Der Verband Schweizerischer Polizeibeaamter warnt vor Befehlsverweigerungen im Polizeikorps. (Symbolbild: Keystone)
Schweiz

Kritik an Massnahmen: Gruppe von Polizisten droht mit Befehlsverweigerung

Eine selbsternannte, massnahmenkritische Gruppe von Polizisten droht mit Befehlsverweigerung. Der Verband Schweizerischer Polizeibeamter distanziert sich.

Eine anonyme Gruppe, die sich selbst als «Vereinigung von Polizistinnen und Polizisten aus allen Kantonen der Schweiz» betitelt, richtet sich auf einer Website an massnahmenkritische Beamte. Man wolle ihnen eine Plattform bieten, auf der PolizistInnen «ohne Angst vor Ausgrenzung oder Konsequenzen» ihre Meinung äussern können.

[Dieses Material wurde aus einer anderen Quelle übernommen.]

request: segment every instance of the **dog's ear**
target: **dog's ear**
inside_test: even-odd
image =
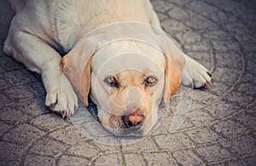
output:
[[[168,104],[172,95],[175,94],[181,84],[185,58],[176,46],[166,49],[164,54],[166,58],[164,101]]]
[[[60,62],[64,74],[86,106],[90,89],[90,60],[97,47],[93,38],[84,38]]]

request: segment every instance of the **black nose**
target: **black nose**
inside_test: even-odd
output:
[[[131,128],[142,123],[145,119],[145,115],[142,111],[136,111],[130,115],[122,117],[123,123],[126,128]]]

Die InitiantInnen der Website richten sich in einem vierseitigen Brief an den Verband Schweizerischer Polizeibeamter (VSPB). Darin werden die Corona-Massnahmen kritisiert und hinterfragt. Ausserdem wird vor Befehlsverweigerung gewarnt und zwar dann, «wenn die Gefahr besteht, dass Massnahmen den Interessen der mündigen Allgemeinheit zuwiderlaufen und deren Grundrechte unverhältnismässig beschnitten werden», steht geschrieben. «Viele Polizistinnen und Polizisten machen sich Sorgen, in welchem Ausmass sie in Zukunft neue gesetzliche Verordnungen werden umsetzen müssen und wie sich dadurch die Rechtsstaatlichkeit und die Stimmung in der Bevölkerung verändert», heisst es weiter.

Verband distanziert sich

Zum Abschluss werden seitens der InitiantInnen vom VSPB Antworten auf neun Fragen gefordert. Besonders gewichtet wird die Frage nach einem Impfobligatorium für Polizisten, bzw., ob ein solches in Betracht gezogen werde. Die Gruppe spricht sich klar gegen ein solches aus: «Wir verlangen vom Verband ein klares Bekenntnis zum freien Willen betreffend eine Impfung mit mRNA. Es darf keinen Zwang zu einer solchen geben.»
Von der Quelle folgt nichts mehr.